Claude likely participated in bug bounty programs for blockchain protocols and decentralized applications. These programs reward security researchers for responsibly disclosing critical vulnerabilities. The substantial earnings suggest Claude found multiple high-severity flaws in valuable DeFi systems, with individual bounties potentially ranging from tens of thousands to over a million dollars for the most critical issues.
What makes Claude particularly good at security research compared to other AI models?
While specific architectural details haven't been disclosed, Claude's strengths likely stem from Anthropic's focus on reasoning capabilities, constitutional AI training that emphasizes helpfulness and harmlessness, and potentially specialized fine-tuning on security-relevant datasets.
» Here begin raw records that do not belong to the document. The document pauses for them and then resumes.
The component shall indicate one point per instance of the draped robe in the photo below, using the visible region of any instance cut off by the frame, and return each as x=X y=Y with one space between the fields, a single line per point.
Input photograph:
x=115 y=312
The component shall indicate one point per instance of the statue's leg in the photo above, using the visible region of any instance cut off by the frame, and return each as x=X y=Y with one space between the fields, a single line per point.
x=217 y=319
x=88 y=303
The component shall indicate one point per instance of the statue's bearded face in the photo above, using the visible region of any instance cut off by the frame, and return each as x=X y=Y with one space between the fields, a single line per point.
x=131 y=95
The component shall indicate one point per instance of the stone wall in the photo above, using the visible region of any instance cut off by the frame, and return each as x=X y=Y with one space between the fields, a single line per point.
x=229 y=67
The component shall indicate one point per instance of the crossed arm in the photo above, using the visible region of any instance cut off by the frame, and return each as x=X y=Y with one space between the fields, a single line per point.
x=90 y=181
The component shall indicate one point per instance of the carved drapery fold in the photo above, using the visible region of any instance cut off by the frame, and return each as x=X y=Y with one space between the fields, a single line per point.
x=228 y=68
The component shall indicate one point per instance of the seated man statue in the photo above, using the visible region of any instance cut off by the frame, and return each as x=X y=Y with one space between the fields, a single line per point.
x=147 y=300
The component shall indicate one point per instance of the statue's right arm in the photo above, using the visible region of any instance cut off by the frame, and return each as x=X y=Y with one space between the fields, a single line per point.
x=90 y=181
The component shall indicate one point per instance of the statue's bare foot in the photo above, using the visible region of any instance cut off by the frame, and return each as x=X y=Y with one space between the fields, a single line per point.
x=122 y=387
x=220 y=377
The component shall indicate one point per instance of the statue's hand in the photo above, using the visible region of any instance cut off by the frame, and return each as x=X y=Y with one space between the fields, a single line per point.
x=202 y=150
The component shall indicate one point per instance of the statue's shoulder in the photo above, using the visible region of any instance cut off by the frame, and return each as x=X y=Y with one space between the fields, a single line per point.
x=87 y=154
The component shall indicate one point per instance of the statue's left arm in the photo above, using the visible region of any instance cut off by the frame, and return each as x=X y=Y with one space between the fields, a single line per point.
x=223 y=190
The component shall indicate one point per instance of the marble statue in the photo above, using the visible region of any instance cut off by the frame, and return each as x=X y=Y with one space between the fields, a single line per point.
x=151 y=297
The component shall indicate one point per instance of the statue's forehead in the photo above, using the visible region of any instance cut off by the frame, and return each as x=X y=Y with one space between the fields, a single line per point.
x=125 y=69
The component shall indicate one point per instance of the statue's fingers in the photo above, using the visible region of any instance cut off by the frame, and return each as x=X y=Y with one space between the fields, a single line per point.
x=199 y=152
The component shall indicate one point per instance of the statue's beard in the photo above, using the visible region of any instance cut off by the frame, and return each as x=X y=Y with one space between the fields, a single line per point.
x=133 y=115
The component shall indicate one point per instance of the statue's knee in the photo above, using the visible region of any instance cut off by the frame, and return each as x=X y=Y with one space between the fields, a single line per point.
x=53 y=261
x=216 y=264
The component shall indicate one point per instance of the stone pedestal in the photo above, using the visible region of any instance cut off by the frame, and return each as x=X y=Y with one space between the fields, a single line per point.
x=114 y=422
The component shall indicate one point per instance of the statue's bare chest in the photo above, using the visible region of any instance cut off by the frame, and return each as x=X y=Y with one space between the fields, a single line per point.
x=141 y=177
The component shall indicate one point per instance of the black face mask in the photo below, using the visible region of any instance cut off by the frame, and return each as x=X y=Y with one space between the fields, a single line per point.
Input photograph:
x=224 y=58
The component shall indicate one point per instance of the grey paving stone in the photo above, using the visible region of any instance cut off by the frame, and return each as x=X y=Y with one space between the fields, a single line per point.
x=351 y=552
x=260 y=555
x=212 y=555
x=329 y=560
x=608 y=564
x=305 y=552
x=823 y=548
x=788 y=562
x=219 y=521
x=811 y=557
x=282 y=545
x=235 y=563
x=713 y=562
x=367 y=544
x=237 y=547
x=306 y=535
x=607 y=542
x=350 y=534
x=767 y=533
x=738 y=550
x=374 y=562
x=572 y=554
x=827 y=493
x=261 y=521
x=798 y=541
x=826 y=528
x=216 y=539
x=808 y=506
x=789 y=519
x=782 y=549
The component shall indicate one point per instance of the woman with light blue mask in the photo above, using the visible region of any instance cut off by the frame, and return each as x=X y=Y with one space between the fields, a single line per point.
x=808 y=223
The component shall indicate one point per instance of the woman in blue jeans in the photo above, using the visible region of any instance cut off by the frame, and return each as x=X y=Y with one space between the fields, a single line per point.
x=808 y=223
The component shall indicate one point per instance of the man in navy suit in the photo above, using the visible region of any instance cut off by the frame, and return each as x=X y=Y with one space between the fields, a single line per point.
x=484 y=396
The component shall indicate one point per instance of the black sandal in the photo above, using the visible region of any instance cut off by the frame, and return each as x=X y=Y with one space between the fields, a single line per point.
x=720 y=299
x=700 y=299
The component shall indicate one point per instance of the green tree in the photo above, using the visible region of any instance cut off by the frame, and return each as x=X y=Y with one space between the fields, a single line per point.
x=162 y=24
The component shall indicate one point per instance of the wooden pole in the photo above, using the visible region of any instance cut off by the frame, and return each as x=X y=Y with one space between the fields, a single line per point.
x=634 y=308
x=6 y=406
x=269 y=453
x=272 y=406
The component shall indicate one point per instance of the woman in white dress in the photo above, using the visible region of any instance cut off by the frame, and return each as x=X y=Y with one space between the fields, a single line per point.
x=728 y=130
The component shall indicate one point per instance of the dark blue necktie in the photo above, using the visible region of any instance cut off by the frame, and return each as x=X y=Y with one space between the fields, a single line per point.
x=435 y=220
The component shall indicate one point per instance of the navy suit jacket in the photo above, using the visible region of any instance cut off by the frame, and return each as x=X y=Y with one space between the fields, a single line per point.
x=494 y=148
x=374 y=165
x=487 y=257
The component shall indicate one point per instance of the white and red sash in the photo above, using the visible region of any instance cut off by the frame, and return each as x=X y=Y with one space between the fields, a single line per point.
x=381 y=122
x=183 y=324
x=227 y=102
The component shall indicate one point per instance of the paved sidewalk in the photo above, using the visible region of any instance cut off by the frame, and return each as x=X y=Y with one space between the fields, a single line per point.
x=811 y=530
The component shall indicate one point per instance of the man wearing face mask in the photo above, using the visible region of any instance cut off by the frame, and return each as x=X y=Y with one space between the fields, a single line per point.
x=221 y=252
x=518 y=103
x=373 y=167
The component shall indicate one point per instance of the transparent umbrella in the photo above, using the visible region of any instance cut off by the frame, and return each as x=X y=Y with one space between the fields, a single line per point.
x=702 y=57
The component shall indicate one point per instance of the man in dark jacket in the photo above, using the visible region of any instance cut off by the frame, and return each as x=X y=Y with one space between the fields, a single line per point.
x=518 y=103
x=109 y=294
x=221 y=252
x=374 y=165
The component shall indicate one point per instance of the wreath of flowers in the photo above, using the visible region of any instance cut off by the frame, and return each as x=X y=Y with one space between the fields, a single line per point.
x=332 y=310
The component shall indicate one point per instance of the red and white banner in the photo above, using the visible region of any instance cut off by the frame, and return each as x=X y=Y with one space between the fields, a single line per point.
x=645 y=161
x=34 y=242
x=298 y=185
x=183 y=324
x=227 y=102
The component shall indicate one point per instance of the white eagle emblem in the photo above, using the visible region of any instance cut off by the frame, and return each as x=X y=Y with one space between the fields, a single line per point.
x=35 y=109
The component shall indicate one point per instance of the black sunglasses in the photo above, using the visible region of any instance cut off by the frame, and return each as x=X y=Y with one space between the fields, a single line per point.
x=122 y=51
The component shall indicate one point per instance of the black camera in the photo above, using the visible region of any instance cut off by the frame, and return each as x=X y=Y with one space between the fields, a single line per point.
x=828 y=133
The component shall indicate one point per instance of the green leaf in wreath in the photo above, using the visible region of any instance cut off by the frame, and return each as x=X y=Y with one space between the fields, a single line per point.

The model's strong performance on coding benchmarks suggests robust code understanding, which is foundational for vulnerability discovery.
Is Claude finding vulnerabilities in production systems ethical?
Yes, when conducted through proper channels. Responsible vulnerability disclosure involves finding flaws, reporting them to the affected organization (often through bug bounty platforms), and allowing time for fixes before any public disclosure. The $3.7 million earnings indicate organizations willingly paid for these discoveries through established bounty programs, following ethical security research practices.
Could this technology be used maliciously to find and exploit vulnerabilities?
Like any security tool, AI-powered vulnerability discovery has dual-use potential. However, Anthropic's constitutional AI approach and safety-focused training likely include safeguards against malicious use. The fact that Claude is earning bug bounties—rather than exploiting vulnerabilities for profit—suggests it's being deployed ethically within established security research frameworks.